Happy Friday Readers and welcome to the end of another week. This time of year features holidays for several religions, including the infamous Christmas, a holiday that is traditionally a religious observance for Christianity but is also celebrated across many secular and non secular households for the spirit of generosity and gift giving. What has become part of the Christmas tradition is the deluge every year of Christmas stories, from Hallmark movies and novels to Christmas themed films on every streaming platform. There are the Christmas romances, that heavily feature family drama, second chances, and at least one walk in falling snow. There are feel good holiday films that feature Santa in some capacity, lessons learned, and warm fuzzies for all. Sometimes it gets to be a little much, like eating too many cookies.
We love an unconventional Christmas story and to give you a break from the holiday sweetness, here are a few unconventional Christmas stories to explore (in book & film form)
Listen, you knew it would be here. Arguably one of the best Christmas movies out there, Die Hard follows the tradition of second chances and family drama, just with a lot more guns and explosions. The best detail I can give you about this time honored classic is that Die Hard never takes itself too seriously and that is why it is such a glorious experience. The original novel Nothing Lasts Forever by Roderick Thorp might not have the same charisma as the Willis fueled performance, but the illustrated version penned by Doogie Horner is a definite recommend. And of course, if you happen to catch the film version on network television, hopefully you catch the version that edits John McClane's famous catch phrase to "Yippee Kay Yay Mr. Falcon."
There is a surprisingly dearth of holiday horror movies to choose from. I could do a whole post solely on Holiday Horror, from Krampus to Black Christmas, however for this list I chose Gremlins for a few reasons. The first, is I forgot how breath takingly awkward the human performances were in this movie. The second, this movie is tame enough to share with our monster loving nine year old and if you have a kid who loves monsters and horror, it's good clean fun. Lastly, this is the absolute epitome of parental gift giving disasters.
The Lion, The Witch, and The Wardrobe
For those of us who want a dose of high fantasy with their Christmas story, The Lion, the Witch, and the Wardrobe also falls on the intersectional of being a religious theme story as well as a high fantasy. Chronologically, the third or so book in the Chronicles of Narnia and the first published, the story follows the Penvensie Siblings who are sent to the country for safety during World War 2. While at the estate of Professor Kirke, they stumble upon a portal to Narnia in, you guessed it, the wardrobe and enter a world of snarky winter witches, judgmental allegoric Lions, Fauns with poor decision making skills, and a very sneaky Santa. Whether you read the novel or watch the movie, highly recommend for a true escape from reality.

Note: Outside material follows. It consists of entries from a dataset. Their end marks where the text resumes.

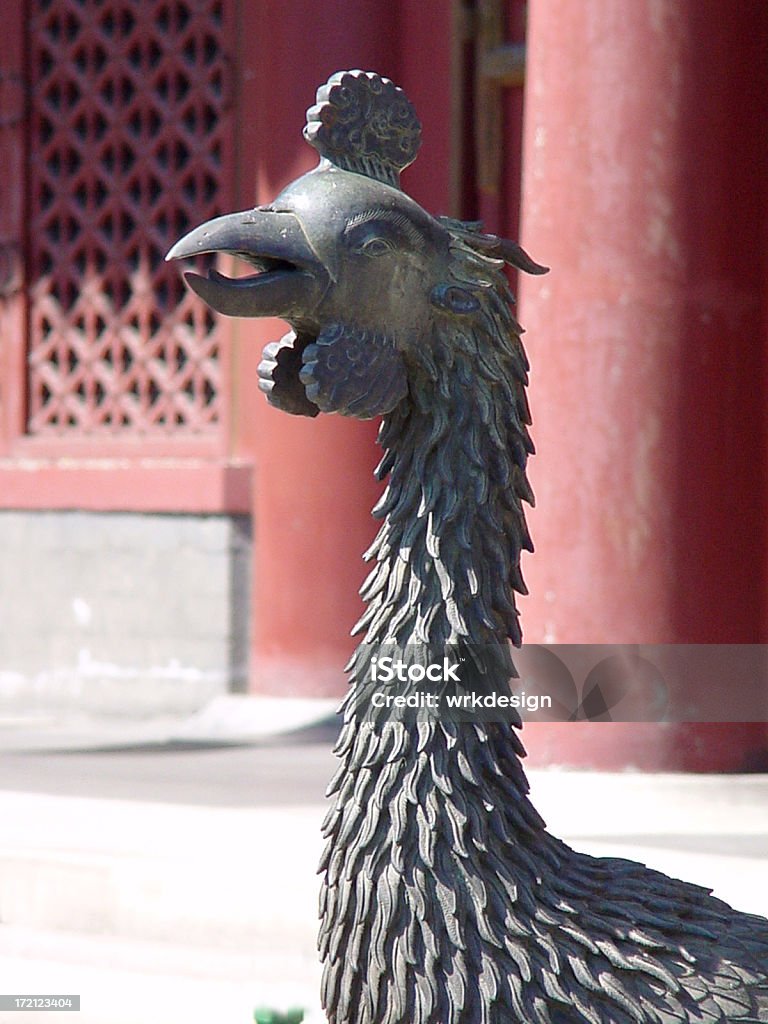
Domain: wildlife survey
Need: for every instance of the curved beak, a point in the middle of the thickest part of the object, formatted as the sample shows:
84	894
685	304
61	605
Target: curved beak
290	280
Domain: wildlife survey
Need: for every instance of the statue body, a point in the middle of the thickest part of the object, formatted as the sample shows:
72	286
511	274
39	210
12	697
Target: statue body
443	897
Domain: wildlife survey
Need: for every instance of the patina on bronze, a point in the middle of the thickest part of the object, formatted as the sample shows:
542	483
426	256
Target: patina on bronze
443	897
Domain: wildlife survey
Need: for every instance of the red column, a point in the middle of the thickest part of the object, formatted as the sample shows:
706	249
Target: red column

The Nightmare before Christmas
The Nightmare Before Christmas is one of my absolute favorites stories. We watch and read it every year in this household. The visuals, the songs, the text we read in funny voices, everything about this experience has morphed into a Christmas tradition. Nightmare is the story of the King of Halloween who stumbles through a tree portal into another world, with a snarky winter with, a judgmental allegoric lion--wait, wait, no wrong portal.
Nightmare finds the King of Halloween stumbling through a portal in a tree into Christmas land. Fascinated and imbued with sensations he has never felt before, Jack tries to puzzle out the meaning of Christmas and after the best science montage ever, decides he can do it better. What follows is an expertly stop motion animated spiral into holiday madness as Halloween does Christmas. Come for the Oogie Boogie, stay for Jack finally getting a clue about a certain ragdoll.
The late, great Terry Pratchett was a master of satire and the Discworld version of Christmas is no exception. Like Nightmare Before Christmas, this sees another skeletal substitute for Santa, though slightly differing situations. Like all Discworld novels, beneath the often hilarious wit, is buried a deeper glimpse of how we as humans give life to our beliefs. This story will make you laugh and think all the deep thoughts. It is definitely one that will stay with you long after you close the book. There is a film version, but I can't recommend the book enough for its nuanced story telling.